After the February Revolution, Mrachkovsky was elected to the Yekaterinburg soviet (council) and the Ural Regional committee of the Bolshevik Party. In February 1918, at the start of the Russian Civil War, he was appointed a political commissar of the Red Army for the Yekaterinburg-Chelyabinsk front. In 1919, he led the Special Northern Expeditionary Detachment, which operated behind enemy lines, fighting against the White Army commanded by Admiral Kolchak. Their mission was to prevent the White army in Siberia from linking up with the British expeditionary force in the far north. He also commanded a division reputedly made up of army deserters and criminals released from prison by the revolution, who put down localised rebellions against Bolshevik rule with great severity. He was later political commissar of the 51st Rifle Division, commanded by Vasily Blyukher, and in 1920–22, was Red Army commander in West Siberia, where Ivan Smirnov was head of the regional communist party. In 1923–24, he was commander of the Volga Military District.

In 1923, Mrachkovsky supported Trotsky against the ruling triumvirate of Joseph Stalin, Grigory Zinoviev and Lev Kamenev in the power struggle that began while the Bolshevik leader, Vladimir Lenin was terminally ill. For this reason, he was prevented from continuing military service, and was appointed in charge of an industrial trust in Sverdlovsk. In 1926, when Zinoviev and Kamenev split with Stalin, Mrachkovsky warned against allying with either side. "We will not ally ourselves with anyone. Zinoviev would end by deserting us and Stalin would trick us." In September 1927, when the Politburo, which was controlled by Stalin, banned the publication of a political programme drawn up by the left opposition, Mrachkovsky arranged to have it printed illegally. The print shop was raided by the OGPU on 12 September, and Mrachkovsky was expelled from the Communist Party. In October, he was one of the first Trotskyists to be arrested and imprisoned. After three months in prison he was exiled to a village near Karaganda.

In 1929, Mrachkovsky submitted a statement to the Central Control Commission renouncing the opposition and in May 1930 he was readmitted to the Communist Party. In 1932, he was appointed head of construction for the Baikal–Amur Mainline. Unable to recruit a large workforce to complete the line, the Politburo decided to use convict labour, and put the OGPU in charge. Mrachkovsky remained head of construction, but with an OGPU officer, Nikolai Yeremin, as his deputy. In September 1933, he asked to be removed from this post, and was appointed to an economic post in Karaganda.

== Arrest and death ==
Mrachkovsky was arrested on 25 January 1935, in the wake of the assassination of Sergei Kirov. He was reported to have been interrogated for ninety hours by NKVD officers led by under instruction to force him to confess to being a terrorist, with Stalin's office ringing up "every couple of hours" to find out if he had been broken. He boasted to his chief interrogator, Abram Slutsky that when he was taken before the Soviet premier, Vyacheslav Molotov, he spat in his face. Eventually, worn down by sleep deprivation, on 20 July he signed a confession implicating himself in the Kirov murder and in plots to assassinate Stalin and other leaders, on instruction from Trotsky. Once broken, he was made to confront Ivan Smirnov, who was refusing to co-operate, but did not succeed in breaking him.

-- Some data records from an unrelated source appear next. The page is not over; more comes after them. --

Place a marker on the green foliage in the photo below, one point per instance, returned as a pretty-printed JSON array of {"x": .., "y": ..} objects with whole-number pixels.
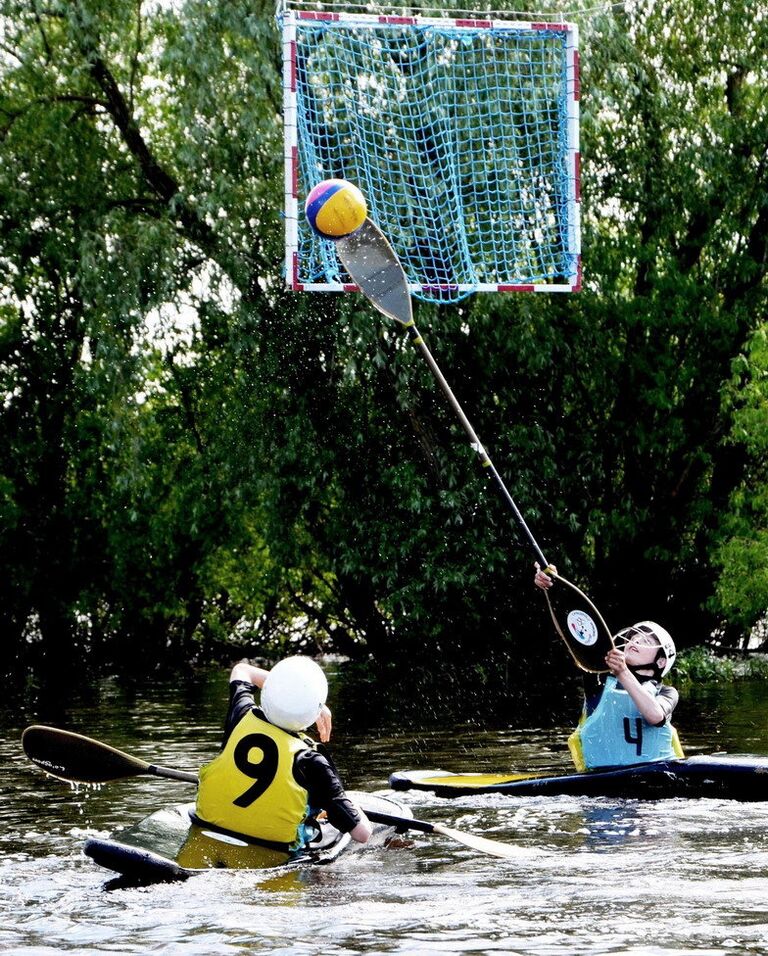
[
  {"x": 194, "y": 463},
  {"x": 701, "y": 664}
]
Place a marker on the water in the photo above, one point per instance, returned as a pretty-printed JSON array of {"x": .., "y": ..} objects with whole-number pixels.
[{"x": 593, "y": 877}]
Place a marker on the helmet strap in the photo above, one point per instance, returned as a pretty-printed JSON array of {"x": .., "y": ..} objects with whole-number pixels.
[{"x": 653, "y": 667}]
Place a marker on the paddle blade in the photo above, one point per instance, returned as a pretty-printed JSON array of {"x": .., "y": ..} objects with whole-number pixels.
[
  {"x": 73, "y": 757},
  {"x": 373, "y": 264},
  {"x": 482, "y": 844},
  {"x": 580, "y": 625}
]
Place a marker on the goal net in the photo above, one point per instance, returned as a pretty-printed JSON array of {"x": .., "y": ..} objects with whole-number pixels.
[{"x": 461, "y": 133}]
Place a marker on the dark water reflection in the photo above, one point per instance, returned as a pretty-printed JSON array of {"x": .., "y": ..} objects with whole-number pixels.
[{"x": 593, "y": 877}]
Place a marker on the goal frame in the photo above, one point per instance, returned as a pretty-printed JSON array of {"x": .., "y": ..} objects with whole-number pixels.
[{"x": 292, "y": 18}]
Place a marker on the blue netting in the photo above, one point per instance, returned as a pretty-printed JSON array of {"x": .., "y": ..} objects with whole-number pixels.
[{"x": 457, "y": 138}]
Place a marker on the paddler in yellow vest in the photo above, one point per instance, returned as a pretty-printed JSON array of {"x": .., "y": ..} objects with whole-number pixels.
[
  {"x": 626, "y": 716},
  {"x": 270, "y": 780}
]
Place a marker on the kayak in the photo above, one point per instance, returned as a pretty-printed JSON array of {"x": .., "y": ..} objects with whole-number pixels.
[
  {"x": 167, "y": 846},
  {"x": 724, "y": 777}
]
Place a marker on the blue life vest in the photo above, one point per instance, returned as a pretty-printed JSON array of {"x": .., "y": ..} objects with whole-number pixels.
[{"x": 616, "y": 734}]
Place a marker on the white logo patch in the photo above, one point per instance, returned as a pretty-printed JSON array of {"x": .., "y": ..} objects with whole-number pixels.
[{"x": 582, "y": 627}]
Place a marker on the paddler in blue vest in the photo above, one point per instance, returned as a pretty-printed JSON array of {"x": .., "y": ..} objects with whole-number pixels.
[
  {"x": 270, "y": 781},
  {"x": 626, "y": 715}
]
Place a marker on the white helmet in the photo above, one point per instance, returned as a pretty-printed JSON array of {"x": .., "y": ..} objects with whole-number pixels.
[
  {"x": 663, "y": 636},
  {"x": 293, "y": 693}
]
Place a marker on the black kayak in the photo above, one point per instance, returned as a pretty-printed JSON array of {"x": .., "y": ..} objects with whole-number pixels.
[
  {"x": 167, "y": 846},
  {"x": 726, "y": 777}
]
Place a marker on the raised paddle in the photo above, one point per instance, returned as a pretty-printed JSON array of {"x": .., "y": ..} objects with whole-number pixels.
[
  {"x": 373, "y": 264},
  {"x": 84, "y": 760}
]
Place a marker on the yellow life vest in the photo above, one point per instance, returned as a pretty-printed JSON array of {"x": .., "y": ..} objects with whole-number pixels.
[{"x": 249, "y": 787}]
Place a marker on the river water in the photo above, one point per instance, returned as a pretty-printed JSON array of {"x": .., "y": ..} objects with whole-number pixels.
[{"x": 594, "y": 876}]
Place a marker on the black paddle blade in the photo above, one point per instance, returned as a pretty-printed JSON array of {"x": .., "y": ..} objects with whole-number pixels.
[
  {"x": 580, "y": 625},
  {"x": 73, "y": 757},
  {"x": 372, "y": 263}
]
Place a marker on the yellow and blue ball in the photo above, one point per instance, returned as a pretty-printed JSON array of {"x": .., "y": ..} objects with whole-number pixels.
[{"x": 335, "y": 208}]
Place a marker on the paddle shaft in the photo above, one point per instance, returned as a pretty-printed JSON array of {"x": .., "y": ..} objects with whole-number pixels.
[
  {"x": 172, "y": 774},
  {"x": 82, "y": 759},
  {"x": 477, "y": 446}
]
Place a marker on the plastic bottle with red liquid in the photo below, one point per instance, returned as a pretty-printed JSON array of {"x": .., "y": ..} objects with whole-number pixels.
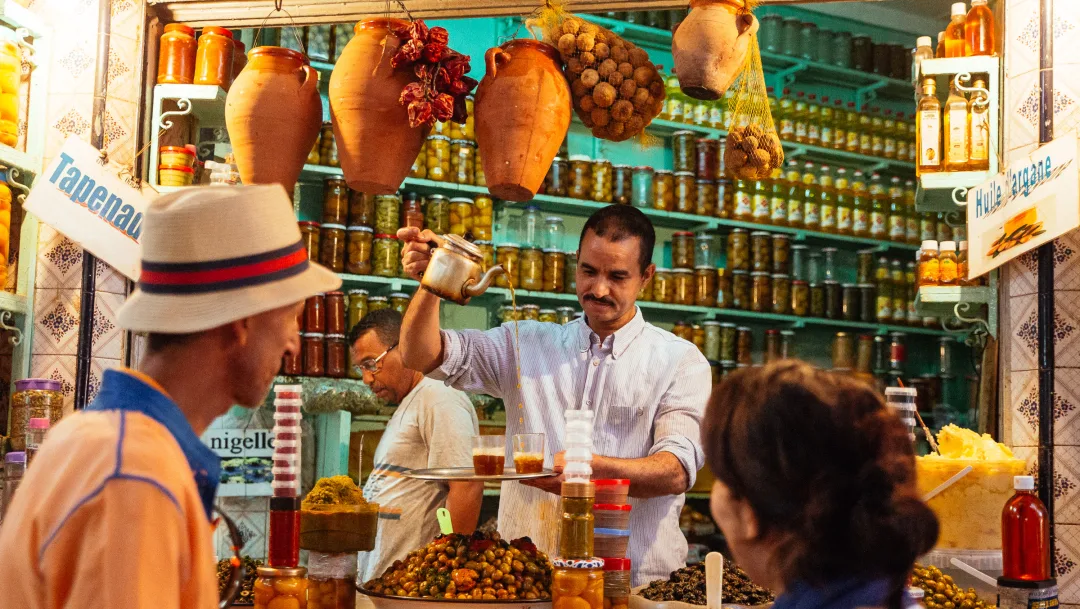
[{"x": 1025, "y": 535}]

As a defendant at the first of the Moscow Show Trials, in which Zinoviev and Kamenev were the main defendants, Mrachkovsky was the first to give evidence, on 19 August 1936, making the first Old Bolshevik to be heard publicly confessing to crimes against the state. He was also the first to deliver a final statement, on 22 August, in which he declared "I depart as a traitor to my Party, as a traitor who should be shot."

Mrachkovsky was rehabilitated by a decree of the USSR Supreme Soviet in August 1988 after a commission appointed by the Politburo had acknowledged that there was no evidence against him or any of his co-defendants.